Par Philippe Lafosse
Journaliste.




Tout chez Armand Gatti est aventure, engagement, et générosité, à commencer par sa vie, qui irrigue ses écrits. Tout, chez cet homme, vêtu de noir de la tête aux pieds, est soulèvement, combat pour la dignité et démesure, comme en témoignent les seize heures de Adam, quoi ? monté à Marseille en 1993, ou Kepler, le langage nécessaire, représenté à Strasbourg en 1995 pendant deux journées de dix heures. La vie et l’oeuvre s’interpénètrent, dialoguent ; elles forment un tout, une même épopée (1).

Conçu à Chicago, né sur un trottoir de Monaco et prénommé Dante Sauveur, Armand Gatti passera son enfance dans le bidonville du Tonkin à Monte-Carlo... Son père - Auguste Reinier Gatti, émigré piémontais, anarcho-syndicaliste et éternel exilé - est balayeur municipal sur le Rocher, et sa mère - Letizia Luzona, catholique du tiers ordre de saint-François - est femme de ménage. Celui qui, après la guerre, choisira de s’appeler Armand, doit à l’un et à l’autre son lien intense avec la langue française et son goût pour le verbe.

Analphabète, son père, qui mourra matraqué à mort lors d’une grève en 1941, avait appris à lire et à écrire dans les tranchées de la Grande guerre (1914-1918) et lui conte des histoires qui l’émerveillent. Quant à sa mère, qui, quelques jours avant de mourir, à quatre-vingt-trois ans, s’inscrira au Parti révolutionnaire italien, « pour faire peur aux riches », il l’entend encore : « Tu dois être le premier en français, parce que c’est la langue des patrons, sinon tu passeras ta vie à leur essuyer le cul. » A l’un et l’autre, il rendra hommage, notamment avec un texte Ton nom est joie, qui deviendra un poème cinématographique, et une pièce, La vie imaginaire de l’éboueur Auguste Geai, en 1962.

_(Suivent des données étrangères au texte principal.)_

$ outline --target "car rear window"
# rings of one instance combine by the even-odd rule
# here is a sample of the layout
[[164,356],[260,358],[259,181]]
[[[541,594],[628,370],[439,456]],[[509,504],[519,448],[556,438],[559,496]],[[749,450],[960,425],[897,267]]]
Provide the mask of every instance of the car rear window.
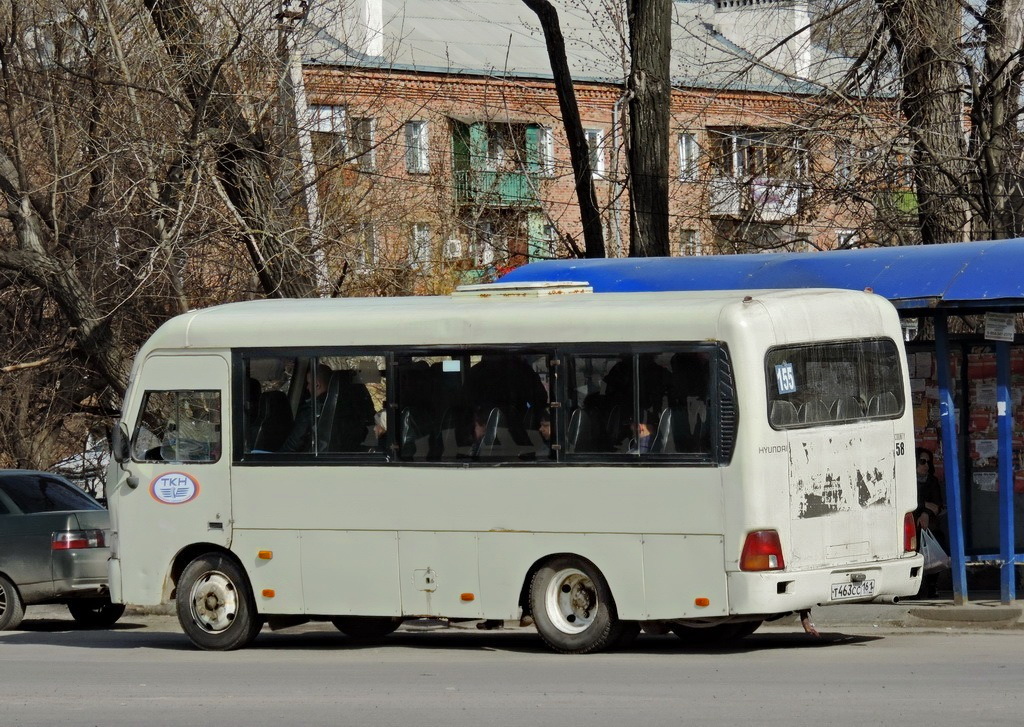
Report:
[[25,514],[64,510],[102,510],[103,507],[84,492],[46,475],[7,475],[0,477],[0,490]]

A seize ans, Armand Gatti entre dans la Résistance. Dans le maquis de Berbeyrolle, il lit Gramsci, Rimbaud, Tchouang-Tseu, Rabbi Aboulafia et Michaux, son « maître ». Arrêté en 1942 par un soldat vichyste, il est livré à la Gestapo qui, à Tulle, le torture en lui écrasant les mains, mais il répond en récitant des poèmes. « Les mots, c’est la résistance », clame-t-il depuis. Il échappera d’extrême justesse à la mort et participera, en déportation, à la construction d’une cité sous la Baltique. C’est là qu’il découvre le courage de trois rabbins, qui jouent en secret devant leurs camarades détenus : « Ils m’ont appris que la mort pouvait être sublimée. Ils s’adressaient à l’âme, ils transcendaient l’horreur. J’ai compris que le théâtre était plus fort que le camp, que c’était un espace de vie. »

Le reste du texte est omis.